2. Verify page scope before searching.
If search returns no results, check whether the page is scoped to a category, date range, or account section before retrying.7. Use verifiers
ReasoningBank uses LLM-as-judge in parts of the WebArena workflow.
The paper explicitly discusses dependence on LLM-as-judge as a limitation and points toward stronger verifiers, human-in-the-loop review, and ensemble judgment as future directions.
An LLM judge can help classify messy outcomes, but do not make it the only source of truth in high-risk workflows.
Concluding thoughts
ReasoningBank is worth paying attention to because it gives you a concrete memory pattern for agentic systems.
You can dive deep into the paper ReasoningBank: Scaling Agent Self-Evolving with Reasoning Memory, or check out the implementation in the google-research/reasoning-bank repository.

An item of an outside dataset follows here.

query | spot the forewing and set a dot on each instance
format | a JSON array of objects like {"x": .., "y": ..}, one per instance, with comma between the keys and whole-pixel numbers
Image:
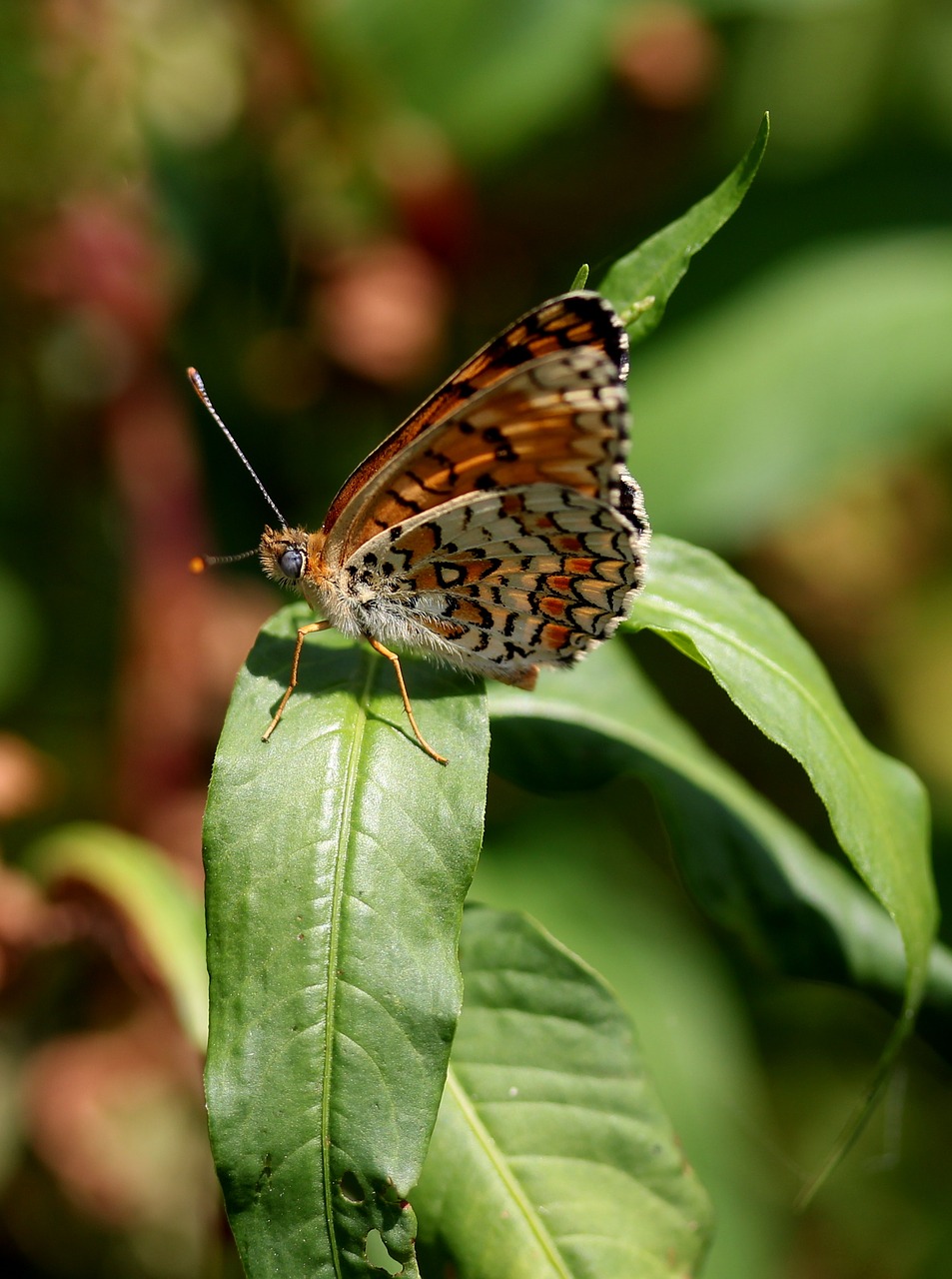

Google also published a concise overview in its ReasoningBank research blog post.
- 1Store what the agent learned, not everything it did. A trajectory is an event log, but a memory item should be a reusable operational lesson.
- 2Failures are first-class memory. Distill guardrails from failed trajectories, not just happy paths from successes.
- 3Retrieve memory before the agent acts so it shapes decisions, and keep traces separate from distilled memory items.
- 4Memory-aware Test-Time Scaling (MaTTS) turns losing attempts into future memory instead of discarding them.
- 5In production, add schema validation, scoping, deduplication, usefulness tracking, and stronger verifiers around the core loop.